Capitals are used to identify proper names. Caps are not to be used for emphasis. As an example, you could use caps to identify the Prime Minister of England. But you wouldn’t use them to say My Kid’s Teacher.

Tip: Titles before a name are generally capitalized, but most are lower case when used elsewhere. Example: Senator McCain was just one senator who voted against the bill. In the first case, “senator”’is part of the proper noun associated with McCain’s name, in the second case it’s a common noun.

  1. Don’t be literally wrong

People use the word “literally” incorrect most of the time when they are speaking or writing. Literally means that words are interpreted in their exact – non-figurative – sense. You say, “Pick me up at seven” and someone lifts you off your feet at 7 p.m. “I literally received a thousand calls today!”

Tip: Use the word “virtually” in your blog writing and you’ll avoid this error.

  1. Spelling and Grammar Mistakes

Much of the time, spelling and grammar mistakes go hand in hand. Here are a few that are particularly bothersome:

  1. Expresso: No. It’s ESPRESSO.
  2. Definately: You’re DEFINITELY wrong on this one.
  3. Affected/Efffected: You are affected by things. You are not effected. If you’re using the word as a verb, it’s almost always affect. If you’re using it as a noun, it’s almost always effect.
  4. I’m going to loose my mind: No. You are going to LOSE your mind. And I am going to lose mine if you can’t figure out the difference between “loose” and lose.”
  5. By the way, did you notice that I put the period inside the quote mark? That’s pretty much always where it belongs in American English; British English disagrees on this point.
  6. Reign, rain, rein. One of my favorites. Ruling, wet stuff from the sky, and what you put on a horse.

As I mentioned above, there are language rules and there are style choices in all writing, including blog writing. Learn the rules and establish style rules so you can be consistent when you write. If you allow guest bloggers, give them a cheat sheet that outlines your style rules.

(We should probably argue about the Oxford comma here.

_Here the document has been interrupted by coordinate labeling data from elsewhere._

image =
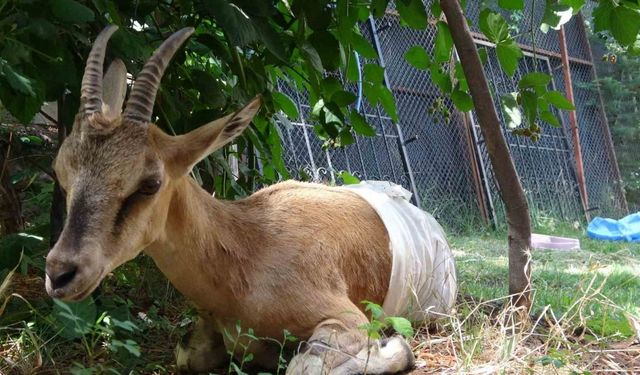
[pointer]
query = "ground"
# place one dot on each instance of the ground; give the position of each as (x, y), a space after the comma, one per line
(584, 319)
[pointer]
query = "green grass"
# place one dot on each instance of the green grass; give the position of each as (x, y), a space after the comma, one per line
(607, 272)
(581, 298)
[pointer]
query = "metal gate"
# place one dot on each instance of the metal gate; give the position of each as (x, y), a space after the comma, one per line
(440, 156)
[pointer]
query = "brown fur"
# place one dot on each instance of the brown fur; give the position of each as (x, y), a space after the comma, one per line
(295, 256)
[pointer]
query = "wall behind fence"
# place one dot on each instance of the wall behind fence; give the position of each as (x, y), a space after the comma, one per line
(440, 155)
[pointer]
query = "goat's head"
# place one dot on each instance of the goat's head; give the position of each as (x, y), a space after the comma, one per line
(118, 170)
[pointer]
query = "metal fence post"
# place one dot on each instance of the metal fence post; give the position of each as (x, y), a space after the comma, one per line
(401, 143)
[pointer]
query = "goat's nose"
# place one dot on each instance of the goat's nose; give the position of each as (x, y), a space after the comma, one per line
(61, 274)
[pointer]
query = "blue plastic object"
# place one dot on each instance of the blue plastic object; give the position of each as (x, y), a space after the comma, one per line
(625, 229)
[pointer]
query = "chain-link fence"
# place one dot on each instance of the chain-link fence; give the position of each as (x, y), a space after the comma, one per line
(438, 153)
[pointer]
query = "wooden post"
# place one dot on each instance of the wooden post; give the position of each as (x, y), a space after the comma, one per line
(573, 121)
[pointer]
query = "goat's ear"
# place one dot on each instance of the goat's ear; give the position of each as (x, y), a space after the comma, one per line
(114, 89)
(182, 152)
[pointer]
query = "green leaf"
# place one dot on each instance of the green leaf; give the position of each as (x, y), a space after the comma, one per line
(360, 125)
(388, 103)
(311, 55)
(576, 5)
(462, 100)
(458, 73)
(211, 91)
(362, 46)
(74, 318)
(511, 110)
(557, 99)
(378, 7)
(601, 16)
(441, 78)
(550, 118)
(413, 13)
(530, 105)
(400, 325)
(343, 98)
(509, 53)
(376, 310)
(483, 55)
(493, 26)
(555, 15)
(286, 104)
(511, 4)
(373, 73)
(625, 24)
(534, 79)
(418, 57)
(328, 48)
(352, 68)
(444, 43)
(348, 178)
(345, 138)
(317, 108)
(71, 11)
(318, 14)
(16, 80)
(330, 85)
(436, 10)
(23, 107)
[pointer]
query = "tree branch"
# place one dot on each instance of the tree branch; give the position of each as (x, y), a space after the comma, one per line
(517, 209)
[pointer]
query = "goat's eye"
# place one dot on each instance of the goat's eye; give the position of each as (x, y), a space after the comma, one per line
(149, 187)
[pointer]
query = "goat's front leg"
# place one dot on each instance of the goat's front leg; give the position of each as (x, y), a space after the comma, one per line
(202, 350)
(341, 347)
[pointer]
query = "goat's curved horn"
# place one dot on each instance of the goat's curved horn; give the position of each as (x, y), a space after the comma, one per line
(140, 104)
(91, 89)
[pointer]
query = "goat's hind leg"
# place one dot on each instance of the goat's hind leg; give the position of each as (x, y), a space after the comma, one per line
(340, 347)
(202, 350)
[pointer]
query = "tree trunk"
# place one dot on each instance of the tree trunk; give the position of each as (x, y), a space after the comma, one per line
(11, 220)
(517, 209)
(57, 214)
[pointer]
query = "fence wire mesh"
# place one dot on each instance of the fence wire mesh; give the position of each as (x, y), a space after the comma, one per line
(438, 153)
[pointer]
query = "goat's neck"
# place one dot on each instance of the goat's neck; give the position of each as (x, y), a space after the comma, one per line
(201, 251)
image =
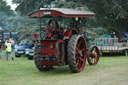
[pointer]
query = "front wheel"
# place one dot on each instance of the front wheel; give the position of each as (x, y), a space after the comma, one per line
(76, 53)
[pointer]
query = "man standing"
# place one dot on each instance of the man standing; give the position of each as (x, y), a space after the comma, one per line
(9, 50)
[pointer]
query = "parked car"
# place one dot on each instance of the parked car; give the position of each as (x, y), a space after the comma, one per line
(20, 49)
(29, 52)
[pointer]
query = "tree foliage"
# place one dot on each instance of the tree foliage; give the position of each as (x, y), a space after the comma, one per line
(110, 14)
(5, 13)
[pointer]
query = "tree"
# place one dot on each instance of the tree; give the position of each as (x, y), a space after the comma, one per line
(5, 12)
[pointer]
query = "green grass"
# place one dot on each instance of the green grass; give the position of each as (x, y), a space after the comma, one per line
(23, 72)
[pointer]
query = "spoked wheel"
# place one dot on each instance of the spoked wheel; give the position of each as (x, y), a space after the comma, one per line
(77, 53)
(93, 55)
(38, 62)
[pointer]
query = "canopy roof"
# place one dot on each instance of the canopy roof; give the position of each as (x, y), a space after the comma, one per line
(56, 12)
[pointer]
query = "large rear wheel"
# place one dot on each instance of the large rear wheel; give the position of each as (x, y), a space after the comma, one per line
(93, 55)
(77, 53)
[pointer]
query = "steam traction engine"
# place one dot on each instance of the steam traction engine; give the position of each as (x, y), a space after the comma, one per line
(63, 44)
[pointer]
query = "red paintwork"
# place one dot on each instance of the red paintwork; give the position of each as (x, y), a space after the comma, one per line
(67, 34)
(51, 63)
(81, 47)
(50, 50)
(94, 56)
(61, 12)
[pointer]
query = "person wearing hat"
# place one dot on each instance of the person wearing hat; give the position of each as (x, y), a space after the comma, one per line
(9, 50)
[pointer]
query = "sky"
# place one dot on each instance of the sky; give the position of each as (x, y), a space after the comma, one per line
(13, 6)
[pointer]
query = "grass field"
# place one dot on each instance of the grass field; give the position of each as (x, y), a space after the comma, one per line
(112, 70)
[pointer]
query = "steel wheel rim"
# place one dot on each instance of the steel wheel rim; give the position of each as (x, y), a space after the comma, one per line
(80, 54)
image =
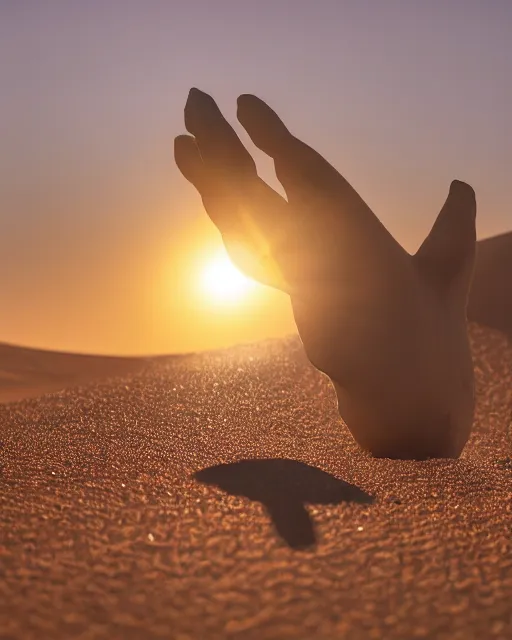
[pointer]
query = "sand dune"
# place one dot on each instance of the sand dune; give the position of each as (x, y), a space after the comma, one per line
(490, 301)
(219, 496)
(27, 373)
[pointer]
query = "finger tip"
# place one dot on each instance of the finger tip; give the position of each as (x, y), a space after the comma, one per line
(460, 187)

I used to hate it, but now I think it helps maintain clarity. I’ll let you decide for yourself.)

My degree is in journalism, so I had AP Style beaten into me and it’s a great place to start. If you freelance, you’ll find that clients feel a sense of assurance if you’re familiar with AP Style. The Chicago Manual of Style is the other major guiding tome on the subject.

This has been fun, hasn’t it? This is by no means a complete listing of the spelling and grammar mistakes you can make in the course of your blog writing, but it’s a start. And really, in the age of Google, there’s no reason why you should be making these mistakes. There are plenty of online style resources you can use, and for that matter, you can still rely on a physical dictionary and maybe a copy of a good style manual. It really can make a difference (for the better) in your blogging.